The innate immune system provides the first line of defense against microbial pathogens and is imperative for the survival of all multicellular organisms. A critical step in the innate immune response is the identification of common motifs from invading organisms as foreign. This discrimination relies on a family of evolutionary conserved pattern recognition receptors (PRRs) that recognize a limited, but highly conserved, set of molecular structures inherent to microbial pathogens, which upon detection mediate inflammatory responses. Emerging evidences indicate that in addition to invading pathogens, PRRs can also be activated by endogenous molecules of non-microbial origin and may also participate in the induction of sterile inflammation. Both infection-induced inflammation and sterile inflammation can lead to chronic inflammation, which is now considered as one of the key etiological conditions leading to the development of many chronic diseases, including atherosclerosis, insulin resistance and cancer. Inflammation-mediated insulin resistance has been linked to macrophage and adipose tissue cross talk, which ultimately may impair insulin action in skeletal muscle and/or the liver leading to whole body insulin resistance. Since, the components of the innate immune system are ubiquitous expressed, a cell autonomous response is possible to external stimuli to induce inflammatory response. We are exploring the role of PRRs in the pathogenesis of tissue specific insulin resistance. Activation of innate immunity provides a new model for the pathogenesis of type-2 diabetes and the metabolic syndrome, which may explain some or all of these features, and points to research directions that might result in new therapeutic approaches for managing and predicting type-2 diabetes and its complications.

Type 2 diabetes is a global health priority. Insulin resistance is the major defect underlying the development of type 2 diabetes and metabolic syndrome. Insulin resistance is characterized by impaired insulin-stimulated disposal of glucose in skeletal muscle, adipose and other peripheral tissues due to defect in translocation of insulin sensitive glucose transporter-4 (GLUT-4) from intracellular compartment to plasma membrane. There has been considerable interest in insulin-sensitizing agents to counteract insulin resistance and interventions with ability to stimulate GLUT-4 translocation might be useful for the treatment of the disease.

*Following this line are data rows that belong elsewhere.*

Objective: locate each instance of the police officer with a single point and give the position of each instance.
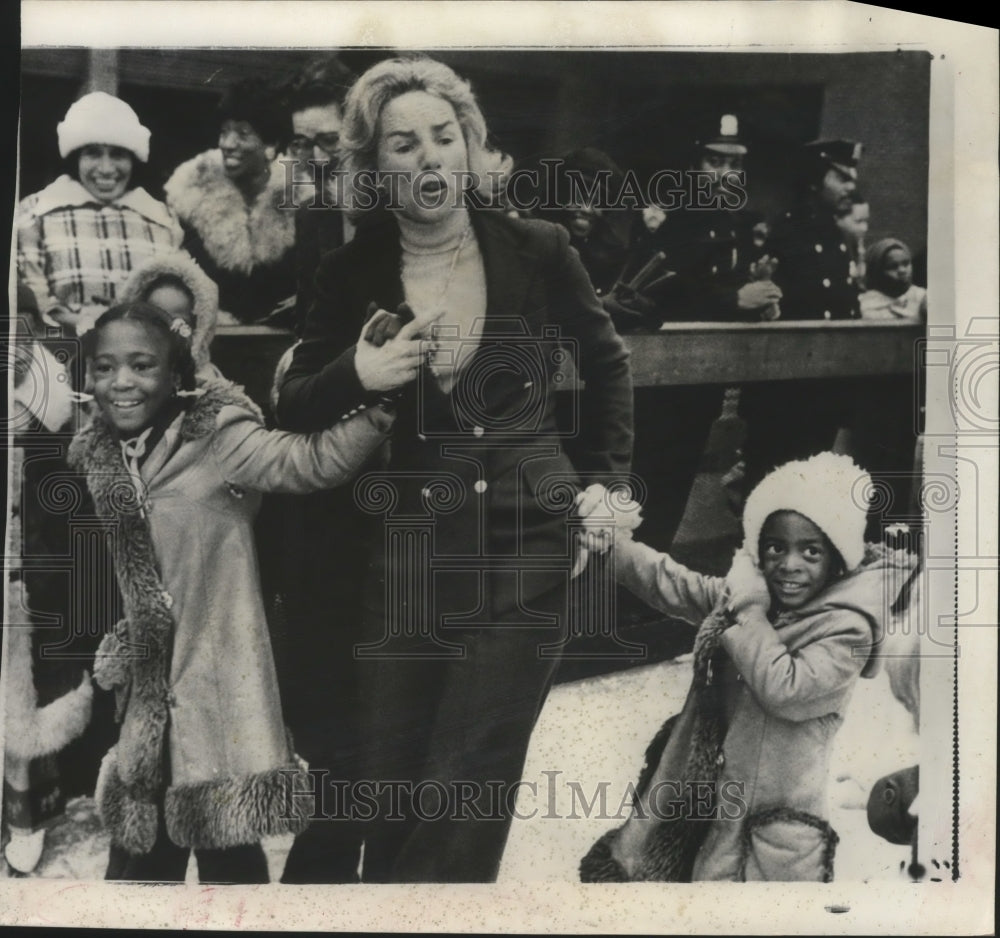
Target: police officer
(812, 251)
(707, 243)
(794, 419)
(707, 251)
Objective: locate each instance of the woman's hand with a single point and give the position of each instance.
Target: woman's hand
(396, 361)
(608, 515)
(608, 518)
(758, 293)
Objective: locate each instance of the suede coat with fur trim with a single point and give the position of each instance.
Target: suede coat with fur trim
(246, 248)
(202, 736)
(735, 785)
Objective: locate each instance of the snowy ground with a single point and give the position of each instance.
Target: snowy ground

Here, we are investigating plant derived molecule with ability to modulate GLUT-4 translocation leading to increased insulin sensitivity. We have proposed a targeted approach to investigate the active chemical molecule/s with ability to counteract insulin resistance from plants and optimize their biological efficacy by chemistry-based approaches and to investigate the underlying molecular mechanism of action and in vivo confirmation of biological efficacy of identified molecule/s.